In those days of tight domestic budgets, only the risk-takers or the "flash" bought anything "on tick" unless it came under the heading of affordable.

We still get palpitations when our wheeling and dealing exceeds four figures -- as in £99.99 -- and the UK's rocketing national debt involving credit cards, the sum of which could underwrite George Bush's lunatic scheme to put men on Mars, is enough to have us doubting the collective sanity of our fellow Brits -- though it doesn't seem to worry them unduly. These thoughts were running through my head this week when I heard and read that the Abbey, formerly the Abbey National, one of the major financial institutions in Great Britain, was relocating its call centre to India, with the loss of 400 jobs in Warrington, Derby and Bradford. The Abbey is the latest in a growing number of British companies so doing, the reason being money, as salaries in Asian call centres are reportedly at least £10,000 less per employee per annum.

The Abbey management admitted it was seeking to fill the black hole left by a whopping £984million loss after business loans went spectacularly wrong, leading to a 50 per cent fall in the company's share price. Try to get your head round that -- £984m. Have the suits responsible for that catalogue of disasters lost THEIR jobs, having been relocated to Outer Mongolia, not to a call centre but a "don't ever call us again" centre?

And what about the saying we bandied about for aeons: "Safe as the Bank of England." Safe? Not any more, I'm afraid. The epicentre of finance in the UK, a bastion of the international monetary system, with a reputation for being scrupulous in its dealings, is being sued for £1bn in compensation over its alleged failure to adequately supervise the Bank of Credit and Commerce International (BCCI), which collapsed in 1991, owing £5bn to 80,000 depositors, mostly small investors, many of whom were ruined.

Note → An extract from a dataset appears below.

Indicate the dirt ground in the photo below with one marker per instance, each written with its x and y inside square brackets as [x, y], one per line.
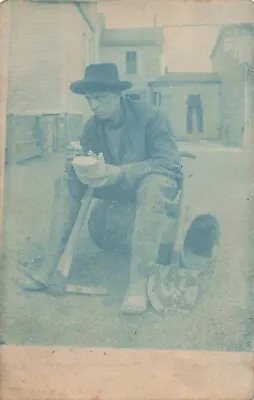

The liquidators Deloitte & Touche, who have been trying for more than 10 years to bring the case to court, have accused the Bank of England of incompetence in monitoring the rapid growth of BCCI before it imploded.

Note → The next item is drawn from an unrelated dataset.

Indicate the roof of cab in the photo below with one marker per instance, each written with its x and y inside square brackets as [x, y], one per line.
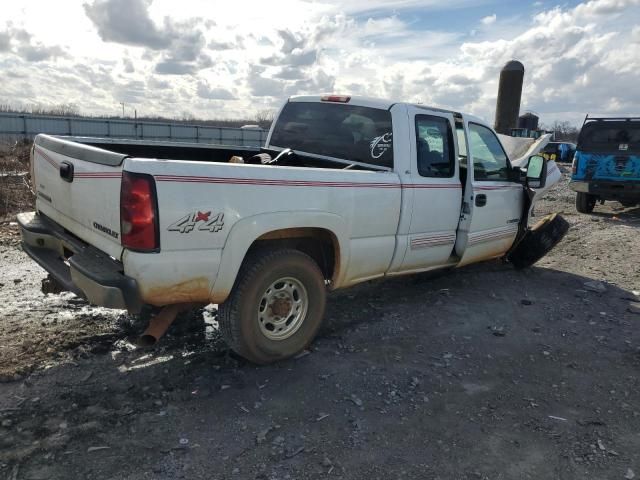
[383, 104]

The Bank will call three former governors, including Sir Edward George, to fight its corner. If it loses what its officials describe as an "outrageous case", the British taxpayer will be left to pay the £1bn compensation. Now there's a happy thought for all you PAYEs and self-assessed.

One final question. If banks have computers which self-combust when you or I go a couple of quid over our overdraft, leading to threats to impound the house, wife, kids, car, washing machine and anything else saleable, how can hugely salaried officials lose zillions and be simply pensioned off? Outer Mongolia must be filling up daily.